Internamente, não deve haver tolerância com aqueles que pregam a destruição dos valores da democracia liberal ocidental e que comungam dos valores de grupos externos que combatem o Ocidente pela via da força. Isso inclui, explicitamente, o combate de valores direto, aberto e franco a todos os grupos que seguem as doutrinas e ideologias que sustentaram os totalitarismos do século XX: fascismo, nazismo, e os socialismos marxista-leninista e maoísta. Se necessário e possível, mas sempre dentro dos limites da lei e do Estado de Direito, tais grupos devem ser expurgados da vida política. A democracia não pode sobreviver se for permitido a grupos que são inerentemente inimigos dos seus valores usá-la para atingir o poder e, em seguida, destruí-la por dentro. A subversão da democracia ocorrreu e ocorre em vários lugares do globo, e é o dever daqueles que comungam dos seus valores, do humanismo e da tolerância usar da mais implacável intolerância contra aqueles que desejam destruí-los ou corrompê-los.

4 Comments:

At quarta-feira, agosto 24, 2005 8:31:00 AM, Anonymous Anônimo said...

Prezado Luiz

Primeiro, desculpe por não comentar o texto em si, mas no momento o tempo é escasso para isto. Tenho acompanhado uns debates dos quais você faz parte no "Politica e Governo" (orkut), e, sei que não vai fazer nenhuma diferença, mas mesmo assim, parabéns pelos seus esclarecimentos lá na comunidade, principalmente no que tange ao combate de sofismas canhotos...

Segundo, já leu isto?
O que achou?


um abraço,
Sandro

 
At sexta-feira, agosto 26, 2005 7:00:00 AM, Blogger Luiz Simi said...

Sandro,

obrigado pelos elogios. É bom ver que tem gente que vê algum sentido no que eu escrevo, além de mim mesmo... :D

Li sim. Embora eu discorde, como ateu, da abordagem sobre a origem do Estado baseada na Bíblia (?), acredito que as críticas do autor merecem atencao. Existe também uma outra questao, que pretendo discutir no futuro, que é o que identifico como uma tendência historicista no Libertarianismo. E historicismo, sabemos, é na verdade religiao, nao ciência...

 
At segunda-feira, agosto 29, 2005 2:24:00 PM, Blogger Felipe Svaluto said...

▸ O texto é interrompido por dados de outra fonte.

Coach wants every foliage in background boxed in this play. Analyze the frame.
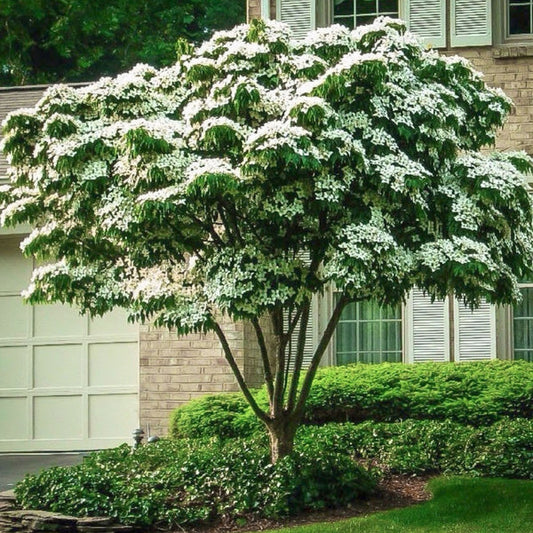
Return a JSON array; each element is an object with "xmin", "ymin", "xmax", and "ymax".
[
  {"xmin": 0, "ymin": 19, "xmax": 533, "ymax": 462},
  {"xmin": 15, "ymin": 440, "xmax": 375, "ymax": 528},
  {"xmin": 252, "ymin": 477, "xmax": 533, "ymax": 533},
  {"xmin": 169, "ymin": 360, "xmax": 533, "ymax": 438},
  {"xmin": 15, "ymin": 419, "xmax": 533, "ymax": 527},
  {"xmin": 0, "ymin": 0, "xmax": 246, "ymax": 86}
]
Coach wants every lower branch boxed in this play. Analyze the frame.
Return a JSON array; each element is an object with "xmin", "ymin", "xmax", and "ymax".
[
  {"xmin": 213, "ymin": 320, "xmax": 270, "ymax": 422},
  {"xmin": 251, "ymin": 318, "xmax": 274, "ymax": 400},
  {"xmin": 291, "ymin": 294, "xmax": 350, "ymax": 420},
  {"xmin": 287, "ymin": 300, "xmax": 311, "ymax": 412}
]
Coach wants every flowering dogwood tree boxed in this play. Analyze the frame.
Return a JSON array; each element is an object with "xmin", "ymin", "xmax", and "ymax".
[{"xmin": 0, "ymin": 19, "xmax": 533, "ymax": 461}]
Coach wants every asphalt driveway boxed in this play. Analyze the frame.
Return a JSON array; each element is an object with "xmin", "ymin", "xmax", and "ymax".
[{"xmin": 0, "ymin": 453, "xmax": 84, "ymax": 492}]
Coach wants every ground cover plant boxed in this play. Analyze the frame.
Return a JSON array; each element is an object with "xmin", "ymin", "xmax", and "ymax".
[
  {"xmin": 15, "ymin": 439, "xmax": 376, "ymax": 528},
  {"xmin": 169, "ymin": 361, "xmax": 533, "ymax": 438},
  {"xmin": 251, "ymin": 478, "xmax": 533, "ymax": 533},
  {"xmin": 0, "ymin": 19, "xmax": 533, "ymax": 462},
  {"xmin": 15, "ymin": 419, "xmax": 533, "ymax": 528}
]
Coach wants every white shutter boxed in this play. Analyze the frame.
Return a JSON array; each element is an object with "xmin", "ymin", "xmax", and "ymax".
[
  {"xmin": 454, "ymin": 300, "xmax": 496, "ymax": 361},
  {"xmin": 451, "ymin": 0, "xmax": 492, "ymax": 46},
  {"xmin": 276, "ymin": 0, "xmax": 316, "ymax": 39},
  {"xmin": 406, "ymin": 289, "xmax": 450, "ymax": 363},
  {"xmin": 403, "ymin": 0, "xmax": 446, "ymax": 48}
]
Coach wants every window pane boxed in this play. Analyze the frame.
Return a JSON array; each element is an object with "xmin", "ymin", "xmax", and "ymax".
[
  {"xmin": 355, "ymin": 15, "xmax": 376, "ymax": 26},
  {"xmin": 379, "ymin": 0, "xmax": 398, "ymax": 13},
  {"xmin": 356, "ymin": 0, "xmax": 378, "ymax": 15},
  {"xmin": 333, "ymin": 0, "xmax": 354, "ymax": 15},
  {"xmin": 336, "ymin": 301, "xmax": 402, "ymax": 365},
  {"xmin": 381, "ymin": 352, "xmax": 402, "ymax": 363},
  {"xmin": 514, "ymin": 350, "xmax": 533, "ymax": 363},
  {"xmin": 509, "ymin": 3, "xmax": 531, "ymax": 35},
  {"xmin": 383, "ymin": 320, "xmax": 402, "ymax": 352},
  {"xmin": 337, "ymin": 323, "xmax": 356, "ymax": 353},
  {"xmin": 358, "ymin": 301, "xmax": 381, "ymax": 320},
  {"xmin": 333, "ymin": 17, "xmax": 354, "ymax": 30},
  {"xmin": 337, "ymin": 298, "xmax": 356, "ymax": 322}
]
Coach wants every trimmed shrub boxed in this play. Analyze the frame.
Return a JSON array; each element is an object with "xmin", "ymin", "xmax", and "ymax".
[
  {"xmin": 15, "ymin": 439, "xmax": 375, "ymax": 528},
  {"xmin": 169, "ymin": 391, "xmax": 267, "ymax": 439},
  {"xmin": 297, "ymin": 419, "xmax": 533, "ymax": 479},
  {"xmin": 170, "ymin": 361, "xmax": 533, "ymax": 438}
]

Olá Simi. Bem, discordo absolutamente da conclusão que pretende combater os intolerantes com intolerância. Antes de qualquer coisa, a questão: como conciliar esse seu texto com o seu apoio à texto meu em Os Progressistas em defesa da absoluta liberdade de expressão?
PS: Estive na Itália durante um mês, o que me deu duas idéias para você, que podem ser resumidas em um texto, penso: uma análise da sociedade alemã hoje, crenças e valores políticos; e outra mais conjuntural, sobre as eleições que devem vir por aí- li várias matérias sobre isso em edições da The Economist e queria ler algo seu também a respeito.
Um abraço.

 
At segunda-feira, agosto 29, 2005 4:27:00 PM, Blogger Luiz Simi said...

Felipe,

observe que escrevi que os intolerantes devem ser combatidos dentro dos limites do Estado de Direito e da Lei. Isso significa que eles nao devem ser simplesmente "proibidos" de falar o que desejam (isso cria mártires e heróis; se a ditadura militar nao tivesse suprimido a esquerda por vinte anos, o PT e o resto da turba nunca teriam conseguido pintar para si mesmos a imagem de defensores da democracia e heróis da ética); precisam, isso sim, ser combatidos dentro das regras da normalidade democrática, e sem as ilusoes de que eles jogam o mesmo jogo que nós. Nao podemos ser tolerantes com eles no sentido de achar que eles respeitam os mesmos valores que nós; nao respeitam.

O limite da tolerância, ao meu ver, é a quebra da lei. No momento que um partido racista comeca a praticar a violência que prega, por exemplo, está na hora de tirá-lo do jogo. Mas até lá, eles devem ser combatidos no jogo democrático. Mas sem ilusoes.

Obrigado pela sugestao. Estou pensando em algo do tipo (o Luis Afonso sugeriu algo assim também), mas ainda nao sei bem como farei. Mas a idéia está anotada.